Depuis hier notre président est sur la route pour aller inaugurer une route par-ci, un pont par-là, en compagnie de toute la République, prenant des bains de foule au milieu des populations désœuvrées et gaspillant au passage nos maigres deniers publics dans du festif.
Au même moment, l’école publique est en grève et les enfants des plus pauvres parmi nous qui la fréquentent, risquent une année blanche car la stratégie du gouvernement dans la crise scolaire est le pourrissement de la situation. A la place d’entamer des négociations avec les enseignants, certains ministres de la République jettent l’opprobre sur tout le corps enseignant qui se décarcasse chaque jour pour faire leur travail dans des conditions très difficiles.
Il y a encore quelques jours les responsables de l’hôpital de Grand Yoff tiraient la sonnette d’alarme sur la situation critique dans laquelle cette structure se trouve. Et ceci n’est pas un cas isolé, c’est presque tout le secteur sanitaire du pays qui est au bord de l’asphyxie.
Les producteurs d’arachide qui ont une récolte record cette année peinent à écouler leurs graines et entendre dire que l’Etat du Sénégal décaisse 800 millions par jour pour racheter l’arachide peut être surprenant pour ces paysans au bord de la famine.

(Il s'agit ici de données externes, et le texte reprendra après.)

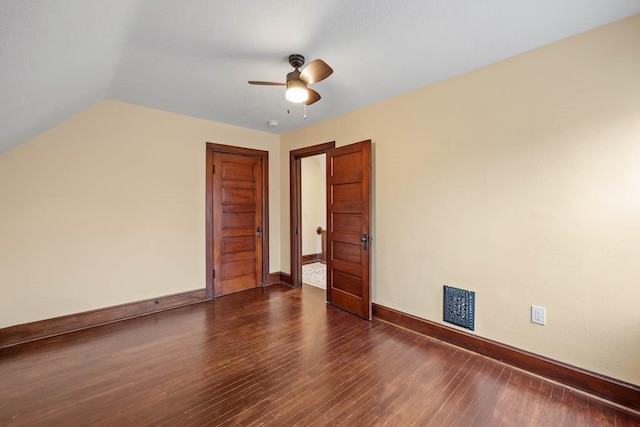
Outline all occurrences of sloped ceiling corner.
[0,0,640,153]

Pourtant, ces trois secteurs à savoir l’éducation, la santé et l’agriculture constituent le socle du développement économique de notre pays. « La bonne éducation de la jeunesse est le garant le plus sûr de la prospérité d'un État » disait Axel Axenstiem. La santé doit être au cœur de la lutte contre la pauvreté surtout dans notre pays, où les personnes les plus défavorisées accèdent plus difficilement aux soins et tombent plus souvent malades. Le modèle économique de notre agriculture reste dominé par l’arachide et des problèmes de récolte ou une faille dans sa commercialisation risque de faire effondrer tout le secteur.
Nous souhaiterions ainsi voir notre président de la République saisir son bâton de pèlerin et prendre le chemin de l’école pour aller rencontrer les enseignants et ces milliers d’étudiants non orientés ou exclus des universités privées faute du paiement de leur minerval. Le secteur de la santé moribond accueillerait volontiers le président de la République pour soigner ce grand corps malade, incapable de nous garantir des soins de qualité. Le monde rural scrute chaque jour le chemin pour apercevoir les mandataires de la SONACOS, les Chinois ou des acheteurs qui ne viendront pas cette fois-ci avec des bons impayés. Le chemin vers les agriculteurs du basin arachidier où se trouve d’ailleurs actuellement le président de la République, seraient grand ouvert pour lui, par ces producteurs inquiets de pouvoir écouler leur récolte.
Puisque nous aimons toujours prendre exemple sur la France, imaginez le président Macron faire le tour de la France pour aller inaugurer une route réparée de ses nids de poule à Marseille. Je vous rappelle que cette route entre Fatick et Kaolack existait bien avant notre indépendance et s’il y a autant d’inauguration sur cet axe depuis plus de 60 ans, c’est parce qu’il n’a jamais été bien fait. Nous ne disons pas que réparer des routes ou en faire de nouvelles, construire des ponts ou des édifices publics est mauvais, mais déplacer toute la République pour ça nous parait un peu exagéré. Si maintenant c’est pour faire la pré-campagne électorale, c’est anormal, car l’argent du contribuable sénégalais ne devrait pas être utilisé pour la promotion d’un candidat fût-il, le président de la République.
Dans notre laborieuse marche vers le développement, « vers l’émergence du PSE », le président de la République devrait se garder de répéter les mauvaises pratiques de beaucoup de dirigeants en Afrique consistant à du saupoudrage pour endormir les populations ignorantes ou impuissantes face à un appareil d’Etat déconnecté de la réalité, oppressif, pour in-fine devenir dictatorial.
Monsieur le président prenez le chemin vers votre peuple qui vous avait élu en 2012 et sur qui dépend entièrement votre réélection en 2019 et ne cheminez pas uniquement avec vos militants souvent de circonstance, qui partiront dès les premiers échecs, la preuve par les activistes qui étaient prompts à défendre Me Wade mais qui ont quitté le navire dès qu’il avait commencé à prendre eau et dont certains sont avec vous aujourd’hui.